To start the map, it may be easier to define the process steps for delivering the service and then identify which resources are needed to enable each step. This is similar to building a ‘critical path’ for a project.
The map is a critical part of the operational resilience framework because the people and internal departments required will need to be made aware of their role in fulfilling important business services. They will have individual responsibility for continuing operations and will be mentioned in the framework. Additionally, risks to each resource will need to be identified and mitigated where possible.
In our example of applying labels onto drinks bottles, here are the assets required to fulfil the task:
Technology: Labelling machine, control system, label design program
People: Machine operator, quality assurance
Facilities: Electricity, sheltered factory space
Supplies: Labels, adhesive
Information: Customer demand, transport information
How to Set Impact Tolerances
Once the important business services have been identified and mapped an organisation can set the impact tolerances for disruption. Impact tolerances are the maximum levels of disruption that are tolerable to an important business service, measured as the maximum duration of this disruption.
The first stage of this is to analyse the standard operational outputs. This enables the organisation to determine the starting point before any disruption takes place. From there, the organisation can determine how long any disruptive event can endure before the important business service reaches a critical point for delivery to customers.
The tolerances are unique to the organisation. Regulators won’t have a specified time that they are expecting organisations to stay within. Rather, they will want to understand how each tolerance has been set and its impact on consumers.
Our drinks manufacturer usually applies 100 labels per minute. In every hour, 6000 bottles are labelled and ready for transport to customers.
Transport comes every 4 hours to collect 24,000 bottles. The factory always keeps this many finished units in stock ready for collection.
Using this information, the organisation can know that any full outage of the labelling machine of more than 4 hours will affect onward delivery to customers.
Businesses, their important business services and their potential disruptors constantly change. Due to this, flexibility and continuous improvement run through the core of operational resilience for two reasons:
- An out of date policy won’t keep the organisation running through adversity
- The organisation should look to continually improve its tolerances to disruptive events
The review of an operational resilience framework can be structured by considering the organisation’s current position compared to a desired future position. The learning should be embedded within all departments of the organisation.

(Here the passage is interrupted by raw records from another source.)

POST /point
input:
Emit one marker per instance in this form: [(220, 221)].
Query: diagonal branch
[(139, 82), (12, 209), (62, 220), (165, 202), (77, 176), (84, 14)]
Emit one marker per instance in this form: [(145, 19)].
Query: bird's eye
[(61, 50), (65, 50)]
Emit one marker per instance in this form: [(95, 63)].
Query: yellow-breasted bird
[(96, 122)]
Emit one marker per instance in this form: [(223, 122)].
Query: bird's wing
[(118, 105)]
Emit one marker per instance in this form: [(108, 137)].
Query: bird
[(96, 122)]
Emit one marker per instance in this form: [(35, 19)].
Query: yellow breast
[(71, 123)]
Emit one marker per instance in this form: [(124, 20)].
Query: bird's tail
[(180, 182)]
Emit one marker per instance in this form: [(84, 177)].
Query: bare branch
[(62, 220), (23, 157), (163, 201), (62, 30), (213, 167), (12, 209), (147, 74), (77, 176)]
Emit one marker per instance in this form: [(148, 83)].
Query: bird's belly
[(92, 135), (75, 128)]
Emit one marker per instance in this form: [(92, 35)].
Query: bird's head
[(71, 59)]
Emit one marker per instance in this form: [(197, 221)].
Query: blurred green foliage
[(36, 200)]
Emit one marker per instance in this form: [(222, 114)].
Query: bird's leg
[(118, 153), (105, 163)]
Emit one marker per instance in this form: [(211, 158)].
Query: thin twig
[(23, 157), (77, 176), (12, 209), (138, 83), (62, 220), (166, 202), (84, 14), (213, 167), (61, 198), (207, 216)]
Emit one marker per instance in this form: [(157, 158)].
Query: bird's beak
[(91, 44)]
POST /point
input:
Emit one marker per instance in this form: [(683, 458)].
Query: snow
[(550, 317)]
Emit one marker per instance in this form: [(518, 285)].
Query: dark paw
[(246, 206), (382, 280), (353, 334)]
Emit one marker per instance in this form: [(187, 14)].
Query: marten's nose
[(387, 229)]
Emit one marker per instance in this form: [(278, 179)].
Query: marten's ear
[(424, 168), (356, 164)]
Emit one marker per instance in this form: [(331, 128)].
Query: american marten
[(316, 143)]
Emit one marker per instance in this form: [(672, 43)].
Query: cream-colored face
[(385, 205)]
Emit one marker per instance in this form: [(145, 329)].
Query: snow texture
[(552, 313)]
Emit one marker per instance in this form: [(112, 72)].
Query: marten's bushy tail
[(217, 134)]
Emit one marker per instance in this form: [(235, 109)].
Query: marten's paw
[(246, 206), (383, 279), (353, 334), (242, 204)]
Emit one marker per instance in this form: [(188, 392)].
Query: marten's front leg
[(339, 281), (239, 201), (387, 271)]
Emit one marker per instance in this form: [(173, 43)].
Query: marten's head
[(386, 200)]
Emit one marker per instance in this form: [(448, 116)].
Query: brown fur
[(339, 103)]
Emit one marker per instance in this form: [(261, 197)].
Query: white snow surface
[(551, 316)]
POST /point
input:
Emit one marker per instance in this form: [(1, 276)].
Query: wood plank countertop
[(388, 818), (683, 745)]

Once the risks and potential disruptors have been identified, the desired future position could include ways in which threats are mitigated. For example, if dependence on a number of single-sourced raw materials had been identified as a threat, the organisation could set a goal to improve this by sourcing more suppliers.

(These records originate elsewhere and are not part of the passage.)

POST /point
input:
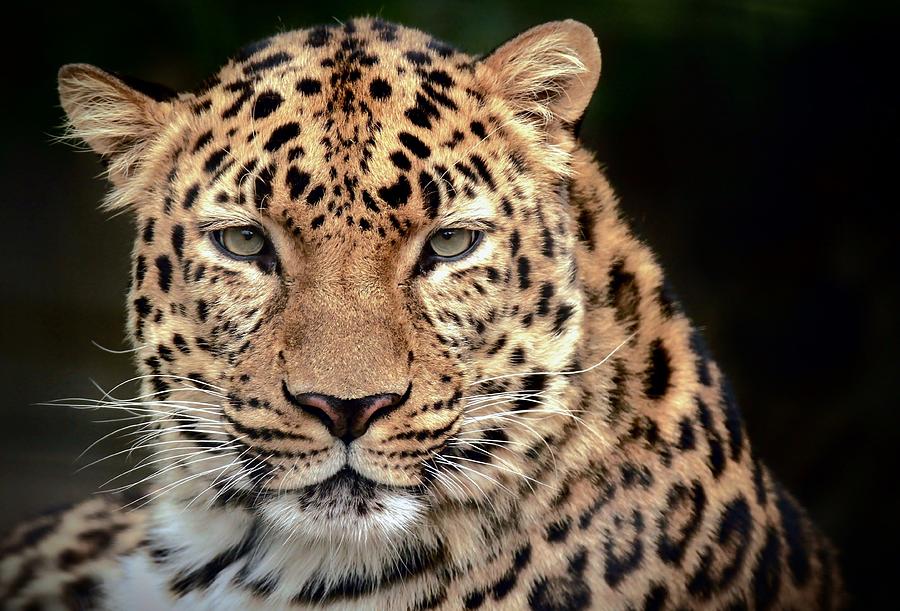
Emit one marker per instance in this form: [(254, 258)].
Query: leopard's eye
[(452, 244), (241, 242)]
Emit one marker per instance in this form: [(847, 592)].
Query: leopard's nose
[(347, 419)]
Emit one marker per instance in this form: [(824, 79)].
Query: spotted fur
[(563, 440)]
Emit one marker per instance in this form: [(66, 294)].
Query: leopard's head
[(354, 265)]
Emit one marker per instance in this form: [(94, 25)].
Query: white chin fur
[(389, 515)]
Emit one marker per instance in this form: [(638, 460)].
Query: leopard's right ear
[(118, 117)]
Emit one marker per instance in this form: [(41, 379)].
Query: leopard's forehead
[(341, 124)]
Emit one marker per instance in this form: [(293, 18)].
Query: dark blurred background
[(752, 143)]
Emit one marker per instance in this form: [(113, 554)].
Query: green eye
[(453, 243), (242, 241)]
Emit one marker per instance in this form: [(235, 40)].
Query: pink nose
[(347, 419)]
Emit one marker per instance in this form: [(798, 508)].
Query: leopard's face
[(353, 262)]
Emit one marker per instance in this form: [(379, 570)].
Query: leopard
[(399, 348)]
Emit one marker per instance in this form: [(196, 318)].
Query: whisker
[(559, 373)]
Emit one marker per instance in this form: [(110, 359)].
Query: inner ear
[(548, 73), (118, 117), (154, 91)]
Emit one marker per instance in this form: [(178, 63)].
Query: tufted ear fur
[(117, 117), (548, 73)]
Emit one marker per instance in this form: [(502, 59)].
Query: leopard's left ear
[(548, 73), (116, 116)]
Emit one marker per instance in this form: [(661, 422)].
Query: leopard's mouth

Operational resilience will be heard increasingly often in the coming years, but it’s more than just a buzzword. In an increasingly global, connected economy, organisations need to ensure they can continue to operate and fulfil customer needs through adversity.
Covid-19 has been perhaps the largest global challenge to date and one of its side effects to business has been an increase in fraud and cyber attacks. Regulators want to be confident that organisations can withstand any threat to their operations.
Building a framework around the four key principles, and embedding it within the organisation, will please the regulators and, more importantly, protect the organisation’s customers from disruption.